Worker Class Selection¶

UvicornWorker (default - best for async):

worker_class = "uvicorn.workers.UvicornWorker"

Gevent (alternative for I/O-heavy):

pip install gunicorn[gevent]
worker_class = "gevent"
worker_connections = 1000

Application Tuning¶

# Resource limits
TOOL_TIMEOUT=60
TOOL_CONCURRENT_LIMIT=10
RESOURCE_CACHE_SIZE=1000
RESOURCE_CACHE_TTL=3600

# Retry configuration
RETRY_MAX_ATTEMPTS=3
RETRY_BASE_DELAY=1.0
RETRY_MAX_DELAY=60

# Health check intervals
HEALTH_CHECK_INTERVAL=60
HEALTH_CHECK_TIMEOUT=10
UNHEALTHY_THRESHOLD=3

Nginx Caching Proxy (CDN-like Performance)¶

Overview: Deploy an nginx reverse proxy with intelligent caching to dramatically reduce backend load and improve response times.

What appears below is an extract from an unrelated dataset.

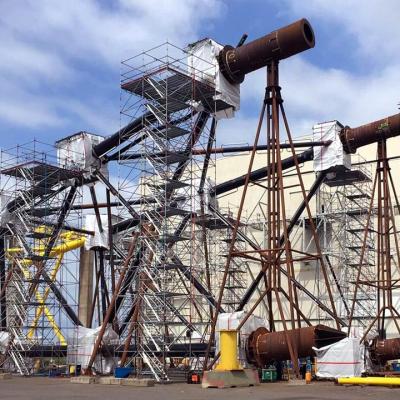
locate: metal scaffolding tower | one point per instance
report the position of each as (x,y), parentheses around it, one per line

The MCP Gateway includes a production-ready nginx caching proxy configuration (nginx/) with three dedicated cache zones:

Static Assets Cache (1GB, 30-day TTL): CSS, JS, images, fonts
API Response Cache (512MB, 5-minute TTL): Read-only endpoints
Schema Cache (256MB, 24-hour TTL): OpenAPI specs, docs

Performance Benefits:

Static assets: 80-95% faster (20-50ms → 1-5ms)
API endpoints: 60-80% faster with cache hits
Backend load: 60-80% reduction in requests
Cache hit rates: 40-99% depending on endpoint type
Database pressure: 40-70% fewer queries

Docker Compose Setup:

# Start with nginx caching proxy
docker-compose up -d nginx

# Access via caching proxy
curl http://localhost:8080/health  # Cached
curl http://localhost:4444/health  # Direct (bypass cache)

# Verify caching
curl -I http://localhost:8080/openapi.json | grep X-Cache-Status
# X-Cache-Status: MISS (first request)
# X-Cache-Status: HIT  (subsequent requests)

Kubernetes Deployment:

Add nginx sidecar to gateway pods:

# production-values.yaml
mcpContextForge:
  # Enable nginx caching sidecar
  nginx:
    enabled: true
    cacheSize: 2Gi              # Total cache size
    resources:
      limits:
        cpu: 500m
        memory: 512Mi
      requests:
        cpu: 250m
        memory: 256Mi

  # Gateway configuration remains the same
  replicaCount: 5
  resources:
    limits:
      cpu: 4000m
      memory: 8Gi

Cache Configuration:

# Nginx cache zones are pre-configured in nginx/nginx.conf
# Adjust TTLs by editing nginx.conf:

# Static assets: 30 days (aggressive caching)
proxy_cache_valid 200 30d;

# API responses: 5 minutes (balance freshness/performance)
proxy_cache_valid 200 5m;

# OpenAPI schema: 24 hours (rarely changes)
proxy_cache_valid 200 24h;

Cache Bypass Rules:

Nginx automatically bypasses cache for:

POST, PUT, PATCH, DELETE requests
WebSocket connections (/servers/*/ws)
Server-Sent Events (/servers/*/sse)
JSON-RPC endpoint (/)

Monitoring:

# Check cache status (via X-Cache-Status header)
curl -I http://localhost:8080/tools | grep X-Cache-Status

# View cache size
docker-compose exec nginx du -sh /var/cache/nginx/*

# Analyze cache hit rate
docker-compose exec nginx cat /var/log/nginx/access.log | \
  grep -oP 'cache_status=\K\w+' | sort | uniq -c

When to Use:

✅ High traffic (>1000 req/sec)
✅ Read-heavy workloads
✅ Static asset delivery
✅ Mobile/remote clients (reduces bandwidth)
❌ Write-heavy workloads (limited benefit)
❌ Real-time updates required (<1 min staleness)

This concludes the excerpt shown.